Annotated code regions are lazily scheduled and executed by Banyan behind the scenes. The Banyan scheduler groups code regions into stages where each stage is a set of code regions that can share the same partition types for all the data they process. The scheduler also generates code to first split data across workers and loop iterations at the start of the stage and then to merge data back together at the end of the stage.

But how does the schedule know how to split and merge data? The scheduler does this by dynamically dispatching partitioning functions based on the partition types of data.

WIP

Please note that the documentation on Extending Banyan is currently work in progress.

What are Partitioning Functions?

There are three kinds of partitioning functions:

Splitting functions split data across workers and/or loop iterations
Merging functions merge data that was previously split
Casting functions convert data split across workers from one partition type to another

To create a partitioning function, two things are required:

A function that implements the splitting/merging/casting
A description of the requirements of the partition type of any data to be split/merged/casted with this function

Why Write Partitioning Functions?

Partitioning functions are dynamically dispatched based on the partition types of data.

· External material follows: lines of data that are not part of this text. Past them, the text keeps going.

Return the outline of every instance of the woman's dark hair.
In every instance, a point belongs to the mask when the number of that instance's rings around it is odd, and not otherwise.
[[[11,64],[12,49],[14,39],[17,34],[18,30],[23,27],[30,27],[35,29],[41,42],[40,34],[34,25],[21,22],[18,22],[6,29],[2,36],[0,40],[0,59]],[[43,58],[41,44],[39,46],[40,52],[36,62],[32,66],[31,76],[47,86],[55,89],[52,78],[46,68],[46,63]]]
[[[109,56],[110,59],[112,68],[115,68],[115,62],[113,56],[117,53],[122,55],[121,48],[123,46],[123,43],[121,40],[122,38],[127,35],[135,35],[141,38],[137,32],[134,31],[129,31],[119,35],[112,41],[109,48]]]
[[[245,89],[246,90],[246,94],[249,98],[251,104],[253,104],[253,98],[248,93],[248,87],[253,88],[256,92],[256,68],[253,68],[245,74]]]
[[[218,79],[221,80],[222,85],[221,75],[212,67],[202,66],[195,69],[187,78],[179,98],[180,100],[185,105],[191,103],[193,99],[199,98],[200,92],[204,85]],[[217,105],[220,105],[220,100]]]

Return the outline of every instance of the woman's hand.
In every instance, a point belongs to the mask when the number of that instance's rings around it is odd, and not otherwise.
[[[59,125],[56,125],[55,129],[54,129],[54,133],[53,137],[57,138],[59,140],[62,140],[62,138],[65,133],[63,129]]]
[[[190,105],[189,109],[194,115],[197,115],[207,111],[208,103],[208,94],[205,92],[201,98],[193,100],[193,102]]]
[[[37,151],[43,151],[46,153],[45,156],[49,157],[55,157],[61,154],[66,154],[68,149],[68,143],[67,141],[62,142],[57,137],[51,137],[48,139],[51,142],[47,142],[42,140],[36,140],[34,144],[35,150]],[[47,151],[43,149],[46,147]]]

This dynamic dispatch allows splitting/merging/casting functions to specialize their implementation for the particular partition type that they require or the location of the data being split/merged.

For example, data with a partition type of Blocked{balanced} might be split with a splitting function SplitBlock that doesn't require iterating through the data being split and is therefore much less computationally intensive than a function like SplitGroup.

Another example data with a location of HDF5 might be split by a splitting function ReadHDF5 that leverages Parallel HDF5 for platform-optimized reading and writing of HDF5 datasets parallelized across workers.